そのままいなくなってわからなくなってしまったので

かわいそうにおもわれ

すみかを訪ねようと

親子連れで

旅支度をしました。

舌切雀

お宿はどこだ

ちょっちょっちょっ、と訪ね

(歩いていると)


(補足)

 小さめの字で、一文字一文字の大きさもまばらで、さらにカスレており読むのに難儀しました。と自分の読解力のなさを脇において不平不満だらけであります。

「せうぢき志゛ゝいおやとハ」、「おやどはどこだ」があたまに染み込んでいて、これでは意味がおかしくてつうじません。この6行さきに「おやこづれ尓て」とあり、読み間違いに気づいた次第でお恥ずかしい。「こ」が「と」に見えなくもないと言い訳させてもらいます。

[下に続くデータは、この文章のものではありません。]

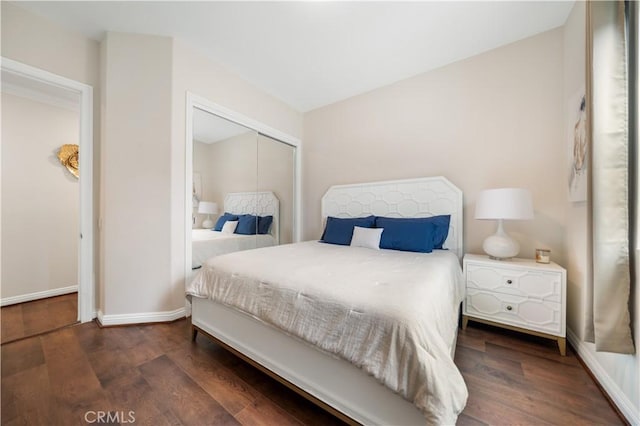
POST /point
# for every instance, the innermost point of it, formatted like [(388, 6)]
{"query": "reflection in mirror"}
[(224, 163), (276, 171), (244, 176)]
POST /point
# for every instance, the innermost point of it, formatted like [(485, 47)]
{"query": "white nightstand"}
[(518, 294)]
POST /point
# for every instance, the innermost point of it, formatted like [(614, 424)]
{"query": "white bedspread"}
[(391, 313), (207, 243)]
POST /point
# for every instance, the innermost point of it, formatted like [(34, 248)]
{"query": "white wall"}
[(619, 374), (39, 198), (136, 175), (38, 42), (493, 120)]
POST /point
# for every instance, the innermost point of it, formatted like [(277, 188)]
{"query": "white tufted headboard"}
[(420, 197), (256, 203)]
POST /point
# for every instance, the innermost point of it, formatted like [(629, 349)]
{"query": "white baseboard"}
[(139, 318), (38, 295), (614, 392)]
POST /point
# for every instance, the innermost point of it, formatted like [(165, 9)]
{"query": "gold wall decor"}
[(68, 156)]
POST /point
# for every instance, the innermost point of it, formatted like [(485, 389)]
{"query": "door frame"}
[(86, 275), (195, 101)]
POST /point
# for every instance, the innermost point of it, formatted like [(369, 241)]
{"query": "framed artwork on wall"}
[(577, 135)]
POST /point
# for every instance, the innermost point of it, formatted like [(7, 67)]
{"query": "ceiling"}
[(314, 53)]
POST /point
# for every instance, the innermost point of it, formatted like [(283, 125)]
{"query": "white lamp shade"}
[(504, 203), (207, 207)]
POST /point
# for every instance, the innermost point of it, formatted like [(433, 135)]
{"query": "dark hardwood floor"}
[(156, 375), (38, 316)]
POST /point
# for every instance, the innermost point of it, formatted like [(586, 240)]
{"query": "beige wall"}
[(136, 174), (619, 374), (494, 120), (39, 198), (35, 41)]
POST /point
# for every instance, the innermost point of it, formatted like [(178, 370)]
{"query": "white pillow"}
[(229, 227), (366, 237)]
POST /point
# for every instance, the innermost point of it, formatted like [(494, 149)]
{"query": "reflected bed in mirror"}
[(207, 243)]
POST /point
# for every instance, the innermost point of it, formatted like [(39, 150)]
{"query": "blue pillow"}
[(247, 224), (264, 223), (406, 234), (222, 219), (340, 230), (441, 229)]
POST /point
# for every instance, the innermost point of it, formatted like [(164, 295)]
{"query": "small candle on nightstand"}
[(543, 255)]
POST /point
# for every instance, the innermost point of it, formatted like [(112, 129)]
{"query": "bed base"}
[(334, 384)]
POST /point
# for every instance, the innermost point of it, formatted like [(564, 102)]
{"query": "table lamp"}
[(503, 204)]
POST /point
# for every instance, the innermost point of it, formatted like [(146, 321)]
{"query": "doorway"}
[(34, 84)]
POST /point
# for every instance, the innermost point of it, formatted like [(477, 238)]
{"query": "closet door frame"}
[(86, 273), (195, 101)]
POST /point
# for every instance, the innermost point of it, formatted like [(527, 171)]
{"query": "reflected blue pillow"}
[(340, 230), (264, 223), (247, 224), (222, 219), (406, 234)]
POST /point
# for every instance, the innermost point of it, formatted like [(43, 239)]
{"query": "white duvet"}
[(206, 244), (393, 314)]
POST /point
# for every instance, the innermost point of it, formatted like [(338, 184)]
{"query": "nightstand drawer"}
[(543, 285), (540, 315)]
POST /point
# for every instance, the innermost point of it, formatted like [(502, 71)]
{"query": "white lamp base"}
[(207, 223), (500, 245)]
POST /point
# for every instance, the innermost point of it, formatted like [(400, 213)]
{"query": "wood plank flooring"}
[(38, 316), (157, 375)]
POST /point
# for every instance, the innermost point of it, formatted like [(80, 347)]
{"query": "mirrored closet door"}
[(243, 188)]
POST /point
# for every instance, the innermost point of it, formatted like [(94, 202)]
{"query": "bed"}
[(274, 308), (206, 243)]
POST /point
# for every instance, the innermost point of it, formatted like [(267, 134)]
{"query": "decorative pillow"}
[(264, 223), (366, 237), (441, 229), (406, 234), (247, 224), (340, 230), (222, 219), (229, 227)]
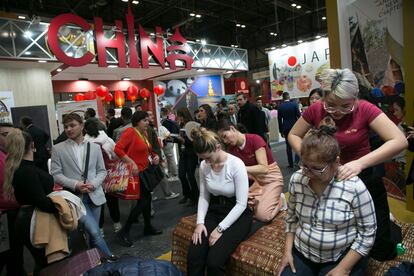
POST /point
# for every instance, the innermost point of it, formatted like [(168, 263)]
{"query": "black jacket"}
[(40, 139), (251, 117)]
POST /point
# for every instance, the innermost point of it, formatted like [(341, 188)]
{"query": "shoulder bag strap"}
[(85, 171)]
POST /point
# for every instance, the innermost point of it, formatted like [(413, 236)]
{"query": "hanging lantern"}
[(102, 91), (90, 95), (144, 93), (119, 98), (79, 97), (108, 98), (132, 93), (159, 89)]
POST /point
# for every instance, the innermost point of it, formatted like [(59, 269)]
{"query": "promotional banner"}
[(297, 69), (376, 36)]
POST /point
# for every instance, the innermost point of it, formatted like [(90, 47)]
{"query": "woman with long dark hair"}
[(355, 119), (188, 160), (134, 148)]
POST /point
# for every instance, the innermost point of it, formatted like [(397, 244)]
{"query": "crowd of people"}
[(338, 213)]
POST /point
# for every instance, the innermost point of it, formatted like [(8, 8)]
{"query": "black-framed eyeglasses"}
[(312, 170), (331, 109)]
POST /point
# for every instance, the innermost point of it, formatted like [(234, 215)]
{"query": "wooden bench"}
[(261, 253)]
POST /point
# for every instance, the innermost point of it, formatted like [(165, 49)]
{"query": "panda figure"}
[(175, 88)]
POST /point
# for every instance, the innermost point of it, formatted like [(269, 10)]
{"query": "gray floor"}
[(168, 213)]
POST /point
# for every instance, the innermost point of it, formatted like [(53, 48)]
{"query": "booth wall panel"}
[(30, 87)]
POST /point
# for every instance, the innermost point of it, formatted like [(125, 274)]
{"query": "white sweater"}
[(231, 181)]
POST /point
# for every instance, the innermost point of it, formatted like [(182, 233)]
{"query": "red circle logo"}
[(292, 61)]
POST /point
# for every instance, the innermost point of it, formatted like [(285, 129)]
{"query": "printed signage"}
[(297, 69), (177, 50)]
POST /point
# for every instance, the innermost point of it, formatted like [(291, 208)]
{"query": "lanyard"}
[(144, 139)]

「そのまゝきへ志れ」、この箇所もなかなかわからなかった。「きへ」を「中らへ」or「中らく」と読んで意味がやはり変。前後を何度も読んでみるとその前の行に「きられ」と「き」があって、「中ら」と見えたのは「き」とわかりました。いやいやほんとにお恥ずかしい。

「おもひ春ミ可を」、「春ミ可」を判読するのも時間がかかりました。「春」の上に●がありわかりずらい。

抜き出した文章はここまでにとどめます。